The city said on Monday that reports that the city would implement the "no solicitation" ordinance on Dec. 2 were incorrect. Colorado Springs City Attorney Christopher Melcher said in a statement to KRDO NewsChannel 13 there is a process that must take place before a new ordinance goes into effect and the city it following that process.
The legal director of the ACLU, Mark Silverstein, told KRDO NewsChannel 13 the federal judge in Denver denied the ACLU a temporary restraining order against the ordinance last week after learning the city intended to implement the ordinance Dec. 19.
"Postponing the effective date of the argument gave the court time to schedule an evidentiary hearing and consider arguments and evidence before the ordinance goes into effect," said Silverstein.
Jim plays his flutes at the corner of Pikes Peak Street and Tejon Avenue downtown. Jarred Rego with the city's communications department said Jim would have to relocate outside of the 12-block no-solicitation zone under the new ordinance.
Jim said he knows homeless people this will effect and it won't fix the deeper problem here.
"Poverty is a big part of it, how do we stop? That's the question. You ain't going to stop it by telling them they can't go here or they can't go there," said Jim.

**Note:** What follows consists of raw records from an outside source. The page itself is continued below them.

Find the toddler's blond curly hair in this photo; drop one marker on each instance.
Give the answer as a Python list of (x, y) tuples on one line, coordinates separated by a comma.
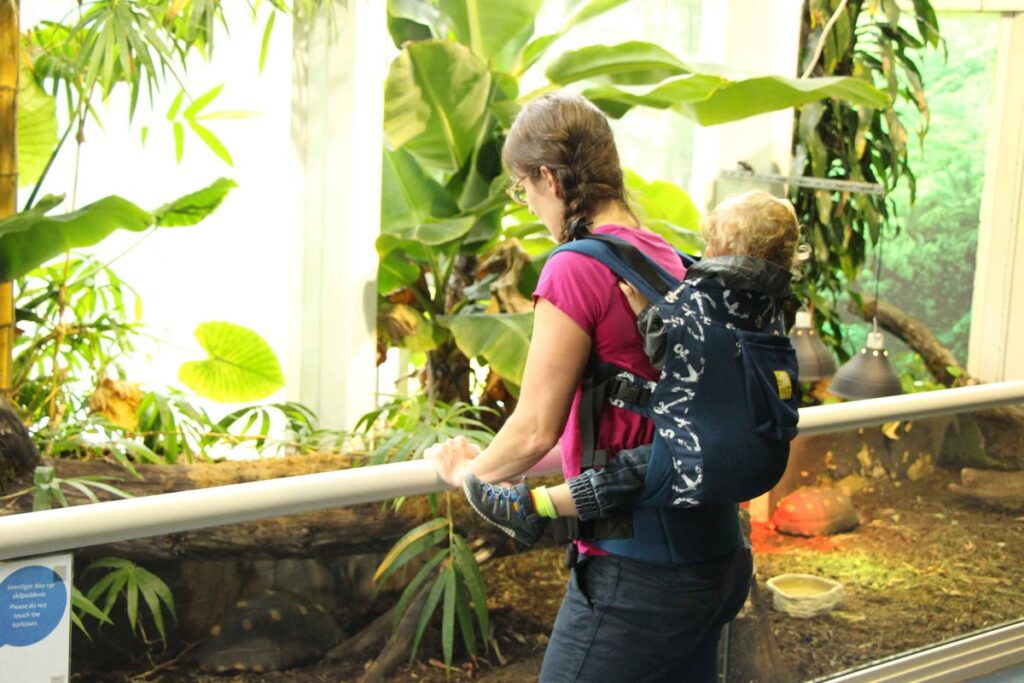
[(758, 224)]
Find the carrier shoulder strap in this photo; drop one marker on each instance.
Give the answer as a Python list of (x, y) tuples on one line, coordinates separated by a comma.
[(628, 262)]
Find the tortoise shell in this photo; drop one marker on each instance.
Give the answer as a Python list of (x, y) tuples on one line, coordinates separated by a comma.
[(272, 631), (815, 511)]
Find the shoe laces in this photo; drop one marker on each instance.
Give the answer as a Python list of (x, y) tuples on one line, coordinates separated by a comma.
[(503, 499)]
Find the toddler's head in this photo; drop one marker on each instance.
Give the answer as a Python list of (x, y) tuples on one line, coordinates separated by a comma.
[(757, 224)]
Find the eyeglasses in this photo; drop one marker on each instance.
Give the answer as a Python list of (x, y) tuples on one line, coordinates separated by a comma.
[(516, 191)]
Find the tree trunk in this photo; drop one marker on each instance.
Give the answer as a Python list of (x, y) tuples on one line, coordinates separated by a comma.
[(363, 528), (1003, 427), (9, 48), (448, 373)]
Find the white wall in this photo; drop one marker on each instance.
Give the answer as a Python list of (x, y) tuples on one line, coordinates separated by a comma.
[(997, 309)]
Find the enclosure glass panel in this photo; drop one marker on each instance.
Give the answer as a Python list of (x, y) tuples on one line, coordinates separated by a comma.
[(928, 267), (924, 536)]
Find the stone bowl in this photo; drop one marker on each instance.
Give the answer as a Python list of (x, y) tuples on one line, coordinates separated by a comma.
[(804, 595)]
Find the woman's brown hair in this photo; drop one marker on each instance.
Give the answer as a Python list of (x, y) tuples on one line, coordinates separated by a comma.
[(570, 136)]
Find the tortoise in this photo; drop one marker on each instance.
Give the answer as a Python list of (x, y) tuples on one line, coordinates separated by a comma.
[(270, 631), (815, 511)]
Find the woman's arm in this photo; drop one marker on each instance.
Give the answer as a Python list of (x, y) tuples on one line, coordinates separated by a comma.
[(558, 352)]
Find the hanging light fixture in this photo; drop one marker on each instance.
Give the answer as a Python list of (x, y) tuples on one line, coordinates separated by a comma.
[(868, 374), (814, 360)]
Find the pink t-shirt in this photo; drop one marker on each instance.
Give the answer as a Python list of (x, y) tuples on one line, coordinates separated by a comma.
[(587, 292)]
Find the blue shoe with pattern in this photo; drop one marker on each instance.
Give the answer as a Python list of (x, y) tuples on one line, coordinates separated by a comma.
[(511, 510)]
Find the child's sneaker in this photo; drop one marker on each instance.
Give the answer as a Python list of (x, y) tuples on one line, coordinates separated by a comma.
[(511, 510)]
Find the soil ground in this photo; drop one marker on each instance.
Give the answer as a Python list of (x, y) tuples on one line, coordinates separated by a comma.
[(923, 566)]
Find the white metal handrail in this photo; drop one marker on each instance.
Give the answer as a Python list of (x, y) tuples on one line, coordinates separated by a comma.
[(66, 528)]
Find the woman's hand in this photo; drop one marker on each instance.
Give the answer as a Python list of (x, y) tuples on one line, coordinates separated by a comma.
[(451, 457)]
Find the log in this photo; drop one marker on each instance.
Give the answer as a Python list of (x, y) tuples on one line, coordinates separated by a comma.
[(352, 530), (1001, 491), (915, 334), (1003, 427)]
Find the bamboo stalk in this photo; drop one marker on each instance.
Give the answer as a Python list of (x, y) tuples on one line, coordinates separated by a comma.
[(9, 53)]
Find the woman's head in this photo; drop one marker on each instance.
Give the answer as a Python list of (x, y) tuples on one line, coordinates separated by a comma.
[(561, 150), (758, 224)]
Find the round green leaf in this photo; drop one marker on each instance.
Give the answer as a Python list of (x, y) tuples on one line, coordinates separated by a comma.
[(242, 367)]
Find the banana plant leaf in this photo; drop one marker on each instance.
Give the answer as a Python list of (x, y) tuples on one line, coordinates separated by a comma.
[(31, 238), (241, 367), (435, 101), (633, 62), (409, 195), (502, 339), (713, 99), (37, 129), (495, 31), (537, 47), (668, 210)]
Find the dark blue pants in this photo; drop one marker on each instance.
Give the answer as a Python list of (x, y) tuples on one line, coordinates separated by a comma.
[(627, 622)]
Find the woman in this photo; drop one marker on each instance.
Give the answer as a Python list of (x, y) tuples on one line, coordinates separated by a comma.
[(622, 620)]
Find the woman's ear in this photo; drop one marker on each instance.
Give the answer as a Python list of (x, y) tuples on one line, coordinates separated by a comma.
[(550, 182)]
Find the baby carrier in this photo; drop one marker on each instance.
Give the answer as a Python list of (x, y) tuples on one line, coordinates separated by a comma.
[(724, 407)]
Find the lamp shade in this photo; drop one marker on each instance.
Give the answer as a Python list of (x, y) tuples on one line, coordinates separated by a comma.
[(867, 375), (814, 360)]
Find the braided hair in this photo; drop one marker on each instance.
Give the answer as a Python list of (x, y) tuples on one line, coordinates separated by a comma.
[(566, 133)]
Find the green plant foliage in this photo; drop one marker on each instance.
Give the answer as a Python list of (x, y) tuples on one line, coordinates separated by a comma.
[(77, 319), (48, 488), (494, 31), (172, 428), (711, 99), (502, 340), (406, 427), (252, 425), (194, 208), (32, 238), (457, 585), (83, 606), (435, 97), (37, 128), (876, 43), (128, 582), (242, 367), (668, 210)]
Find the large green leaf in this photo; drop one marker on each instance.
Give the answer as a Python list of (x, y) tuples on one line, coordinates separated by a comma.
[(712, 99), (668, 210), (30, 239), (633, 62), (503, 340), (429, 235), (409, 196), (435, 101), (193, 208), (540, 45), (242, 367), (488, 27), (37, 129)]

Downtown business owner Laura Williams said this ordinance won't take care of the problem downtown.
"If a guy is allowed to stand on a street corner and yell, 'You're going to hell and you are a sinner,' I think the person sitting silently with a sign that says, 'Help me, I need money,' should be allowed to be there too," said Williams.
The city says it will continue to move forward with a strong police presence downtown to both enforce current ordinances and educate people on the new ordinance.
There is a hearing scheduled on Dec. 13. At this time both the city and the ACLU will present evidence and arguments.